What responses differ?
In a standard referendum question, we typically see similar rates of persistence: the proportion of Remain voters say they would vote Remain again are usually similar to the proportion of Leave voters backing the same option once more.
For instance, Prof Curtice averaged polls from late April to early June 2019, and found very similar rates of persistence among those recalling voting Remain and Leave in the 2016 referendum:

These standard referendum polls generally find modest Remain leads, principally driven by the views of those did not cast a vote in 2016. The latest six polls estimate, once undecided people and non-voters are excluded, Remain to be around 52%.

In the ComRes sample, what differs is that rate in persistence: 78% of 2016 Remain voters chose the ‘Remain’ option, compared to 87% of 2016 Leave voters choosing either of the two ‘Leave’ options — a difference of nine points.
It is some of those who recall voting Remain in 2016 who are giving divergent answers: preferring to leave the EU with a withdrawal agreement, whilst other surveys suggest they would re-support Remain in a hypothetical referendum.

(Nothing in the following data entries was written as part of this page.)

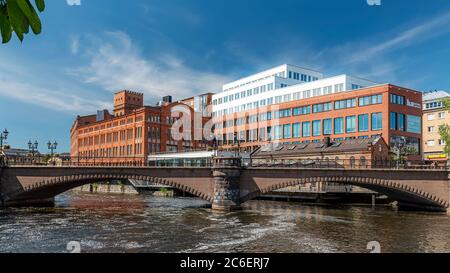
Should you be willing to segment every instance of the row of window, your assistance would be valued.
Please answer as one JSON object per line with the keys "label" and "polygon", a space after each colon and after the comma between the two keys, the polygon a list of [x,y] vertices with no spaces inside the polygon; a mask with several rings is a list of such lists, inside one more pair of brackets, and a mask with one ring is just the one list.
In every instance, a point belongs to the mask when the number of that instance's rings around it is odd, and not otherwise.
{"label": "row of window", "polygon": [[[304,91],[304,92],[310,92],[310,90],[308,91]],[[293,99],[292,99],[293,97]],[[310,94],[304,94],[303,96],[305,97],[310,97]],[[224,115],[231,115],[233,113],[239,113],[239,112],[244,112],[247,110],[252,110],[252,109],[257,109],[259,107],[264,107],[264,106],[269,106],[272,104],[279,104],[279,103],[283,103],[283,102],[289,102],[292,100],[299,100],[300,98],[300,93],[294,93],[293,96],[291,94],[286,94],[286,95],[280,95],[280,96],[276,96],[273,98],[268,98],[268,99],[263,99],[260,101],[255,101],[253,103],[247,103],[247,104],[243,104],[240,106],[234,106],[228,109],[224,109],[224,110],[220,110],[220,111],[216,111],[213,113],[214,117],[221,117]],[[374,105],[374,104],[381,104],[383,103],[383,96],[381,94],[378,95],[372,95],[372,96],[364,96],[364,97],[360,97],[358,98],[358,105],[360,107],[362,106],[368,106],[368,105]],[[325,112],[325,111],[331,111],[333,110],[331,107],[331,102],[329,102],[330,105],[327,106],[323,106],[323,110],[320,110],[320,108],[322,106],[317,105],[317,112],[314,113],[319,113],[319,112]],[[348,100],[342,100],[342,101],[336,101],[335,102],[335,110],[340,110],[340,109],[346,109],[346,108],[353,108],[356,107],[356,98],[351,98]],[[327,109],[327,110],[325,110]]]}
{"label": "row of window", "polygon": [[425,109],[437,109],[444,107],[444,103],[442,101],[435,101],[425,104]]}
{"label": "row of window", "polygon": [[[428,121],[432,121],[436,118],[435,114],[428,114]],[[439,112],[438,113],[438,118],[439,119],[444,119],[445,118],[445,112]]]}
{"label": "row of window", "polygon": [[[369,118],[371,118],[371,130],[380,131],[383,129],[382,113],[362,114],[358,116],[340,117],[334,119],[314,120],[298,122],[293,124],[276,125],[273,128],[273,139],[290,139],[300,137],[317,137],[322,135],[335,135],[344,133],[356,133],[369,131]],[[334,126],[333,126],[334,123]],[[270,136],[272,133],[272,127],[268,127],[267,131],[260,130],[261,134],[267,134]],[[257,134],[258,129],[254,129]],[[257,137],[251,137],[252,130],[248,130],[248,136],[244,137],[242,131],[239,133],[240,139],[257,140]],[[264,140],[264,139],[261,139]]]}
{"label": "row of window", "polygon": [[[286,84],[281,84],[280,85],[281,88],[287,87]],[[225,104],[231,101],[235,101],[235,100],[239,100],[239,99],[243,99],[246,97],[250,97],[252,95],[258,95],[261,93],[264,93],[266,91],[271,91],[274,89],[274,85],[273,83],[271,84],[267,84],[267,85],[263,85],[261,87],[256,87],[253,89],[249,89],[246,91],[241,91],[235,94],[231,94],[231,95],[227,95],[224,96],[222,98],[218,98],[218,99],[214,99],[213,100],[213,105],[220,105],[220,104]],[[340,84],[335,84],[334,85],[334,92],[335,93],[339,93],[339,92],[343,92],[345,90],[345,86],[343,83]],[[314,88],[312,90],[305,90],[305,91],[301,91],[301,92],[295,92],[292,94],[289,94],[289,96],[284,96],[283,100],[277,101],[275,100],[275,103],[282,103],[282,102],[288,102],[291,101],[292,97],[294,98],[293,100],[299,100],[299,99],[307,99],[307,98],[311,98],[316,97],[316,96],[322,96],[322,95],[328,95],[333,93],[333,86],[325,86],[325,87],[319,87],[319,88]],[[281,96],[280,96],[281,97]],[[289,99],[287,99],[289,98]],[[269,103],[267,103],[269,104]]]}
{"label": "row of window", "polygon": [[[438,140],[439,146],[445,146],[445,141],[442,139]],[[434,139],[430,139],[427,141],[427,146],[428,147],[434,147],[436,145]]]}
{"label": "row of window", "polygon": [[415,134],[422,132],[422,119],[419,116],[391,112],[389,124],[391,130],[407,131]]}
{"label": "row of window", "polygon": [[311,82],[311,81],[317,81],[319,78],[311,76],[311,75],[300,74],[298,72],[289,71],[289,79],[301,80],[303,82]]}
{"label": "row of window", "polygon": [[393,104],[406,105],[405,96],[391,94],[390,100],[391,100],[391,103],[393,103]]}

In such questions about preferred outcomes, it is typical to see the ‘remaining in the EU’ option receive plural support, but more respondents back a combination of ‘Leave’ choices:

This is also true in the same survey. Survation asked their internet panel on 17th — 18th October about their preferred outcome (of three) and how they would vote in a binary referendum. 49% of Survation’s sample backed Remain in a hypothetical ballot (excluding non-voters), and 45% said remaining in the EU was their preferred outcome.
Does a large sample ensure accuracy?
Another notable aspect of the ComRes survey was its large sample size: 26,000 respondents. Hawkins writes:
The ComRes poll was conducted online across 12 days earlier in October with a gargantuan sample size of some 26,000 UK adults — equivalent to 13 of our regular voting intention polls. This makes the margin of error an impressive +/-0.61%.
The stated ‘margin of error’ relates to an assumption the survey was a simple random sample.
As Pew Research Center notes:
Very large sample sizes do not fix the shortcomings of online opt-in samples. While an online opt-in survey with 8,000 interviews may sound more impressive than one with 2,000, this study finds virtually no difference in accuracy.
For internet panels, large samples reduce sampling variability: they do not eliminate systematic differences between the opt-in panel and the public.

If such a question was not intended “to be a formal modelling of a Referendum re-run”, then commentary should not imply that it is. These initial intentions are not respected by Hawkins later in the same article:
However, the numbers switching from Remain to Leave since 2016 has been more than sufficient to outweigh these demographic changes: eight percent of 2016 Leave voters now support Remain, while more than twice that proportion of 2016 Remain voters, 18%, now support Leave.
Survey researchers should take great care to explain limitations of their own polls, and use their voice to accurately represent their research.